The Honduran Foreign Ministry announced Saturday that diplomatic relations with Taiwan have been severed and a commitment to "never again" have official ties or contact with the island.

The Honduran government said its decision to end the diplomatic relationship is because Taiwan is an "inalienable part of Chinese territory."

"The Government of the Republic of Honduras recognizes that there is only one China in the world and that the Government of the People's Republic of China is the only legitimate government representing all of China," according to a statement.

The announcement follows Taiwan's decision to withdraw its ambassador to Honduras, Chang Chun-Fei, on March 23, motivated by a recent visit by Honduran Foreign Minister Eduardo Enrique Reina to China.

President Xiomara Castro announced March 14 that her government would seek to open diplomatic relations with China while ending ties with the current Taiwanese government in compliance with Beijing's diplomatic requirements.

"I have instructed Foreign Minister Eduardo Reina to manage the opening of official relations with the People's Republic of China as a sign of my determination to fulfill the Government Plan and expand the frontiers with freedom in the concert of the nations of the world," Castro wrote on Twitter.

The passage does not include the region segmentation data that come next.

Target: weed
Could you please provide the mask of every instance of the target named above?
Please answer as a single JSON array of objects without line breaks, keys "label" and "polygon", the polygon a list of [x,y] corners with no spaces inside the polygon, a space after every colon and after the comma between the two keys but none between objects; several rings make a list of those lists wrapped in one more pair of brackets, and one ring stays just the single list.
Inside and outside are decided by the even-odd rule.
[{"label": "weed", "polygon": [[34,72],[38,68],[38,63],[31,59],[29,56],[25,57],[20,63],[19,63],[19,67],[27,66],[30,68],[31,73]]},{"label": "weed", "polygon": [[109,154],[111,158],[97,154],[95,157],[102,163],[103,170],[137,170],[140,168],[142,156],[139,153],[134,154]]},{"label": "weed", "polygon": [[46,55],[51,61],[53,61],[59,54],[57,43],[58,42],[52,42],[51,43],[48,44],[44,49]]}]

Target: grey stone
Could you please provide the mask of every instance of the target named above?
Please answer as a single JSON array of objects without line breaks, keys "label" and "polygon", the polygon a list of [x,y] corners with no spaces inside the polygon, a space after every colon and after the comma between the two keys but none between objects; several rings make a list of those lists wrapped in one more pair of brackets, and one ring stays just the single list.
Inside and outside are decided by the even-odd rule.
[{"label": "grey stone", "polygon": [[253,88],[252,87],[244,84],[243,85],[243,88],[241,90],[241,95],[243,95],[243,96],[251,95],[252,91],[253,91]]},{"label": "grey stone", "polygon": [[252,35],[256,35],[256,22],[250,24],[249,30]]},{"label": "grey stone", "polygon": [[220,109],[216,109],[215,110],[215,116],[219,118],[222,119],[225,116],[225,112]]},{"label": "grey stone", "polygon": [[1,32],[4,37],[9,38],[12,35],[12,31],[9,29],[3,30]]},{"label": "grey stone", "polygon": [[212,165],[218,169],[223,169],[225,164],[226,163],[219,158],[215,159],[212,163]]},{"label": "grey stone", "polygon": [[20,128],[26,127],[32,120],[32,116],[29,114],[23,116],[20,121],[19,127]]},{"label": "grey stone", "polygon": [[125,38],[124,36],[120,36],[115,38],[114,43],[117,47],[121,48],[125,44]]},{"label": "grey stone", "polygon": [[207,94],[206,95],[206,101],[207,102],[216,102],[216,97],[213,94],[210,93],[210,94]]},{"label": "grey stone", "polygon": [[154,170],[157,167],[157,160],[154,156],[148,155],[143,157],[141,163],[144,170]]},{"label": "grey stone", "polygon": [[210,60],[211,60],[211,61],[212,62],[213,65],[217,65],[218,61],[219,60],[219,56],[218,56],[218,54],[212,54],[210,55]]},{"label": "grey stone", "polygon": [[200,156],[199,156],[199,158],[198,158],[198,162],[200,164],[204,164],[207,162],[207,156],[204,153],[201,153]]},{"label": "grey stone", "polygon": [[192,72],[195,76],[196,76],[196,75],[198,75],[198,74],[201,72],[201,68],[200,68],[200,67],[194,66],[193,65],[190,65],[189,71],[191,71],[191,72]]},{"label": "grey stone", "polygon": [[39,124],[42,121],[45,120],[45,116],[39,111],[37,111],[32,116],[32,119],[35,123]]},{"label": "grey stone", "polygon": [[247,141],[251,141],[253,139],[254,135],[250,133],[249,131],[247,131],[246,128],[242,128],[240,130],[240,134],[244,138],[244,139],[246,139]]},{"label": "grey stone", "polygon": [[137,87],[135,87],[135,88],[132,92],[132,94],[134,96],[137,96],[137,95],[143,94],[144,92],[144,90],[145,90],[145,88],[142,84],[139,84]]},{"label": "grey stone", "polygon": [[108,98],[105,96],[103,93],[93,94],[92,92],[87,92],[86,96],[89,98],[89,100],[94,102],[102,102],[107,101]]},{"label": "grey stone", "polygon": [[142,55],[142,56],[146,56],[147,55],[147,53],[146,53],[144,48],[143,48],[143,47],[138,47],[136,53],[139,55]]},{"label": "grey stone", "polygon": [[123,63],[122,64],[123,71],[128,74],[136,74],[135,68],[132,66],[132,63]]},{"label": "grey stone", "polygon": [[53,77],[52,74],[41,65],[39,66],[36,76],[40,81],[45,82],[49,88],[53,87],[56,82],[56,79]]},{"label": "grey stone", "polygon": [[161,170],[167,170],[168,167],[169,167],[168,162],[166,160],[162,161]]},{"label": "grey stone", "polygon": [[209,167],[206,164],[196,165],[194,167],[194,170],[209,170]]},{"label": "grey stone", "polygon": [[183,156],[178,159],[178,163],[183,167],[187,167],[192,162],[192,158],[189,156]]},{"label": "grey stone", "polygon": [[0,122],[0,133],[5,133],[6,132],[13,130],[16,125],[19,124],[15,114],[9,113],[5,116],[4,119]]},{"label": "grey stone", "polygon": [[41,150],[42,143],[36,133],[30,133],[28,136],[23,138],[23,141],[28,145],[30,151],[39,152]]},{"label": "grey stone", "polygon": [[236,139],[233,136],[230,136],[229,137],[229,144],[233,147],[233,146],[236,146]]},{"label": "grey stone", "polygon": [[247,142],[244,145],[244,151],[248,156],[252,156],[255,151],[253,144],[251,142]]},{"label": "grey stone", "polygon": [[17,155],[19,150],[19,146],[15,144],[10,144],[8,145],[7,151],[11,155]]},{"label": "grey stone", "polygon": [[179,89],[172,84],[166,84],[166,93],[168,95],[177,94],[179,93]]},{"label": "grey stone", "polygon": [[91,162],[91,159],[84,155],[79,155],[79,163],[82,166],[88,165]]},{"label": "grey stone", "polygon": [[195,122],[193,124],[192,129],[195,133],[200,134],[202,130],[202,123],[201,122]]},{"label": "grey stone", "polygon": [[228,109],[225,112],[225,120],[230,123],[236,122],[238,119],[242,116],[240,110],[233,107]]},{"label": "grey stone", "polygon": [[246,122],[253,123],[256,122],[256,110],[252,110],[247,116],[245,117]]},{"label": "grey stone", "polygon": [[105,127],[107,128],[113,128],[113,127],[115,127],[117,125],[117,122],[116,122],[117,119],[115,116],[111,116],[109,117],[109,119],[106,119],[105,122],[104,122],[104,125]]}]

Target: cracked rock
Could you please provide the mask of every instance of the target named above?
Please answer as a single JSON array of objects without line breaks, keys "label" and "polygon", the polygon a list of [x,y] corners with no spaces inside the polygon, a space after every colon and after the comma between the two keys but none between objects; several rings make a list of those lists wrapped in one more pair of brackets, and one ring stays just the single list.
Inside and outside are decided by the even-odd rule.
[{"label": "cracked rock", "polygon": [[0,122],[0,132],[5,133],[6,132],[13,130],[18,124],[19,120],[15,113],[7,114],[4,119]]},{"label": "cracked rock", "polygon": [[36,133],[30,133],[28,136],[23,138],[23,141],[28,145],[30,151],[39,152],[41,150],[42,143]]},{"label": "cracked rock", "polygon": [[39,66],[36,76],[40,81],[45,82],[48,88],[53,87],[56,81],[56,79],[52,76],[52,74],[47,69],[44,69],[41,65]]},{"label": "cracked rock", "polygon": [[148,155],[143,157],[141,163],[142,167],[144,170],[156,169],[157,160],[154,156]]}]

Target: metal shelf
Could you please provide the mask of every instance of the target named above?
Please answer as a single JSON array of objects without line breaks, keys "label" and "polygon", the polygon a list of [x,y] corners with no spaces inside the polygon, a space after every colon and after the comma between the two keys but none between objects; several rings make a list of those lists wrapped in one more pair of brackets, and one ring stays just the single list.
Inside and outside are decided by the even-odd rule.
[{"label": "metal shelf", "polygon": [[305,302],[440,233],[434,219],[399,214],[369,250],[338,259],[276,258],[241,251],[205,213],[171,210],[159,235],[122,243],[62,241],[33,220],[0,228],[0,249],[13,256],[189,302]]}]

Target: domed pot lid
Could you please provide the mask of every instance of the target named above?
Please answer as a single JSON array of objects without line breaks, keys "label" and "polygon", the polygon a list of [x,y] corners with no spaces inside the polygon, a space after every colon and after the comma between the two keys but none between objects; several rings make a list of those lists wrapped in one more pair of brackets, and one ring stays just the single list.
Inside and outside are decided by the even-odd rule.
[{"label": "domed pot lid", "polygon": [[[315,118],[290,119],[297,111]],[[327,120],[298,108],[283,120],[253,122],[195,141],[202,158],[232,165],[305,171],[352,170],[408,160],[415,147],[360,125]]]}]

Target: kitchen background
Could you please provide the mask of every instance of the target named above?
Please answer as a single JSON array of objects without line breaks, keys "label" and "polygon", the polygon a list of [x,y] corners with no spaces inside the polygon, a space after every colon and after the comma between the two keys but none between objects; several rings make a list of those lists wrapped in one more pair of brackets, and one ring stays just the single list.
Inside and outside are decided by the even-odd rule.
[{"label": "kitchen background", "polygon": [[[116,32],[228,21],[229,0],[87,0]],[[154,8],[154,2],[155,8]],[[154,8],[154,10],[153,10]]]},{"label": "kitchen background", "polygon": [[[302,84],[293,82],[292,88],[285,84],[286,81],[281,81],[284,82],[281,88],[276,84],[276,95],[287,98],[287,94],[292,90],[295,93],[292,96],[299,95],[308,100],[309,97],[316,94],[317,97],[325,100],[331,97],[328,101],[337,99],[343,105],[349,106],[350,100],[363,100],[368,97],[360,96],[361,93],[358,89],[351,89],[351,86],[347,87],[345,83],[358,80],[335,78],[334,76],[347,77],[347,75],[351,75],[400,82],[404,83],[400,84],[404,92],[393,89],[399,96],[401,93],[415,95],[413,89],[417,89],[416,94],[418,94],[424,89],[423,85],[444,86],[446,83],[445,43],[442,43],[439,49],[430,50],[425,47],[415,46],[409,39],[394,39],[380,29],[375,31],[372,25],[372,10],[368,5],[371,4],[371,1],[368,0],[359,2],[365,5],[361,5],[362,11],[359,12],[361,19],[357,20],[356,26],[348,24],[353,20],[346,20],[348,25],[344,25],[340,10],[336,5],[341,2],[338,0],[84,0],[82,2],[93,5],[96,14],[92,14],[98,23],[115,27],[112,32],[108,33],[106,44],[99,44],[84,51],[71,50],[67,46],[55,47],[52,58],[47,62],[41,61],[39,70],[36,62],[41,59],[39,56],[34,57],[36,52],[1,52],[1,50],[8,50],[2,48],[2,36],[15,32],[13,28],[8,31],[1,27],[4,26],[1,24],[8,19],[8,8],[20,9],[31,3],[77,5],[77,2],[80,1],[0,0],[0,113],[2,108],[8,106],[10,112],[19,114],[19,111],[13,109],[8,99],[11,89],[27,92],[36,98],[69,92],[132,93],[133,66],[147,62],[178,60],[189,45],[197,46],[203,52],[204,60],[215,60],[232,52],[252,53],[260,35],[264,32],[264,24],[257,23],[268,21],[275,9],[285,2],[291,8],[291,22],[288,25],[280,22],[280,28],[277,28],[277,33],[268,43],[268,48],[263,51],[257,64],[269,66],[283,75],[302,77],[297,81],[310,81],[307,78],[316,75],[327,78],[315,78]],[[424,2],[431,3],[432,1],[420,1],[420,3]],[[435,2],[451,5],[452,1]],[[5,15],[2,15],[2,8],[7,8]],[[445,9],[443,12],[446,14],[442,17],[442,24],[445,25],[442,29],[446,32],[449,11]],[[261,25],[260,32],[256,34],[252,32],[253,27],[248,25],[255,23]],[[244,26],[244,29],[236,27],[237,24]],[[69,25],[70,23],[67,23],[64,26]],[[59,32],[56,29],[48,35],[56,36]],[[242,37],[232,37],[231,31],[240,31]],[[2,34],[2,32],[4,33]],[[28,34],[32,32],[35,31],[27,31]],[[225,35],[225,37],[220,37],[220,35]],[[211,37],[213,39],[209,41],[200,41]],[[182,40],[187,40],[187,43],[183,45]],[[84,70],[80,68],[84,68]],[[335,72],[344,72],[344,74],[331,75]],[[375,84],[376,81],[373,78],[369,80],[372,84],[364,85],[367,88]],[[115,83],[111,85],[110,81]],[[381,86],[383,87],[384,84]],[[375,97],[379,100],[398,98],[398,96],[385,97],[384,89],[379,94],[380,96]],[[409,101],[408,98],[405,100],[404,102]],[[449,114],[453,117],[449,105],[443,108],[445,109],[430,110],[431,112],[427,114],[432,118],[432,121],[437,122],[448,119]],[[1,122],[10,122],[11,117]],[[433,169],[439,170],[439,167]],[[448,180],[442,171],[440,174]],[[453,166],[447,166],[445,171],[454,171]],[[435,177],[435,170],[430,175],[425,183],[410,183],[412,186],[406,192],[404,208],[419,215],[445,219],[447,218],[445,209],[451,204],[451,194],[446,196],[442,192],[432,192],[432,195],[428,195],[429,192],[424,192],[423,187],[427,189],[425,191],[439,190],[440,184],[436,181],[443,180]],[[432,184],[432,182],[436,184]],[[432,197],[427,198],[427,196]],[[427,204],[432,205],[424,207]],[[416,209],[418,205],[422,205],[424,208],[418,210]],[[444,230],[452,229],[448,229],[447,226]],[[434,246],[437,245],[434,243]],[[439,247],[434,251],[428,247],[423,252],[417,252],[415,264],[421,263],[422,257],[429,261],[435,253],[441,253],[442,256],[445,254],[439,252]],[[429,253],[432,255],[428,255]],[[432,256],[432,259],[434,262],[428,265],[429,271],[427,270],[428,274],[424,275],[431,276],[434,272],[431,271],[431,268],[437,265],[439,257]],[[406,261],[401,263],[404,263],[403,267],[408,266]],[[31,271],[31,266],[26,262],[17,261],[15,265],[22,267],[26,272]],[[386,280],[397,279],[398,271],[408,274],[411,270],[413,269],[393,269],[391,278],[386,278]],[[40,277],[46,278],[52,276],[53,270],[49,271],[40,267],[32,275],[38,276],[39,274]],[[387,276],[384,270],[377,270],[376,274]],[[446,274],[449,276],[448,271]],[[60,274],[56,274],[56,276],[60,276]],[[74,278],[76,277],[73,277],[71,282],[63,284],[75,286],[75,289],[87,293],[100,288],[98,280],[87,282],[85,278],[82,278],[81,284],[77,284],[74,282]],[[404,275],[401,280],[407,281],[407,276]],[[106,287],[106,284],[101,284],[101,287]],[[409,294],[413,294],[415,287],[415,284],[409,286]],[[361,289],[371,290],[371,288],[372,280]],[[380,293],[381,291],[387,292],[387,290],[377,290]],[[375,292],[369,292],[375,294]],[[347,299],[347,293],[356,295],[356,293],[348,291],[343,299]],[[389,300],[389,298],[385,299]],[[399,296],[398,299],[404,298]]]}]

Taiwan’s Foreign Ministry confirmed the termination of ties.

“With deep regret we announce the termination of diplomatic relations with Honduras. 82 years of friendship & cooperation bringing real benefit to the peoples were dismissed by the Castro government,” it wrote on Twitter.

“Taiwan remains unbowed & continues to work as a force for good in the world,” it said.

With the departure of Honduras as a diplomatic ally, Taiwan is left with seven allies in Latin America — Guatemala and Belize in Central America, Paraguay in South America and Haiti, St. Kitts and Nevis, St. Lucia and St. Vincent and the Grenadines in the Caribbean.

Taiwan's recognition as an independent state has become a critical geopolitical point of interest, with US President Joe Biden vouching for the island's sovereignty, promising a military front against China to defend Taiwan in case of an invasion.